Der Zweite Weltkrieg und der Holocaust als Folge des Ersten Weltkriegs, dessen Ursachen im Dunkeln bleiben: Walsers "Geschichtsgefühl" führt ihn dorthin, wo man an deutschen Biertischen und Schulen schon in den fünfziger Jahren war. In der Zwischenzeit hat es ein paar historische Erkenntnisse und öffentliche Debatten gegeben, die an diesem Autor aber offenbar spurlos vorüber gegangen sind. Sein "Geschichtsgefühl" bewahrt ihn davor, zur Kenntnis zu nehmen, was seine Grundüberzeugungen erschüttern könnte. Walser will einer Kollektivschuldthese entgegentreten, die kaum noch jemand vertritt, er weicht beharrlich der Frage aus, auf die alles ankommt: der Frage nach der Verantwortung für 1933 und alles, was daraus hervorging.
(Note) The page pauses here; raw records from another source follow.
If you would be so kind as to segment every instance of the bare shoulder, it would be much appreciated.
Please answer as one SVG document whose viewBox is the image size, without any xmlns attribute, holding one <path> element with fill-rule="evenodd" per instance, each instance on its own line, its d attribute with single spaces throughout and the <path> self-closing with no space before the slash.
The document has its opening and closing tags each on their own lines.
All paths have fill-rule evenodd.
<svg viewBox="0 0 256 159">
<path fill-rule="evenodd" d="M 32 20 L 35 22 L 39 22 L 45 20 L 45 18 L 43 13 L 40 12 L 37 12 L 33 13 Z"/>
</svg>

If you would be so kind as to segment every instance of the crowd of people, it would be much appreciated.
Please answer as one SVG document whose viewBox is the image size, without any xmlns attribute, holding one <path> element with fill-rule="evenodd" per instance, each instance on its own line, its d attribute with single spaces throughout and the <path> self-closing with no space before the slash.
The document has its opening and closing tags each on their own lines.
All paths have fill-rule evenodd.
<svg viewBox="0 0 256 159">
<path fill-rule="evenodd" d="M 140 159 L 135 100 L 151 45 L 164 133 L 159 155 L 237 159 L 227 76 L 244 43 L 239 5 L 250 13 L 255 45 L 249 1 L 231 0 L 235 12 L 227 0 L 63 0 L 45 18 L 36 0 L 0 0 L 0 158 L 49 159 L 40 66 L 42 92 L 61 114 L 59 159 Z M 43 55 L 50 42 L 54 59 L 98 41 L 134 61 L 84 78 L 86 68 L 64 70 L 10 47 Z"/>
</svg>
Nein, ein Verharmloser Hitlers und ein Antisemit ist Walser nicht. Er war es auch 1998 nicht, als er seine Rede in der Paulskirche hielt. Auschwitz treibt ihn um wie vielleicht keinen anderen deutschen Schriftsteller. Doch sein "Geschichtsgefühl" zieht ihn in die falsche Richtung. Er will die eigene Nation entlasten und belastet andere. Die Anderen sind jene, die für Versailles verantwortlich sind. Deutschland gehört nicht dazu. Es war vielmehr das Opfer des Friedensvertrages von 1919. Das ist der Kern der Botschaft. Sie nicht nationalapologetisch zu nennen, heißt nicht verstehen zu wollen, worum es Walser geht. Dies ist ein Flugblatt der SPD zu den Reichstagswahlen 1920, nach dem Versailler Vertrag. Ein Fall für die historische Lupe, nicht für Martin Walsers Großscheinwerfer. Angeprangert wird hier: "Die bürgerlichen Rechtsparteien sind samt und sonders Antisemiten", die für ihre "Schandpolitik" Sündenböcke suchen müssten. Doch viele Antisemiten "sind mit Juden versippt", denn: "Der deutsche Mann kann keine Juden leiden, doch ihre Tochter nimmt er gern, hauptsächlich dann, wenn Geld dranhängt. Wähler, laßt euch nicht irreführen." Die Provokation des SPD-Flugblatts aber spielt selbst mit dem Ressentiment - und zeigt deutsche Zustände und Seelenlagen, für die ein nebulöses "Geschichtsgefühl" nicht reicht. Aufbewahrt hatte das Dokument der Maler Otto Dix in einer Collage-Mappe.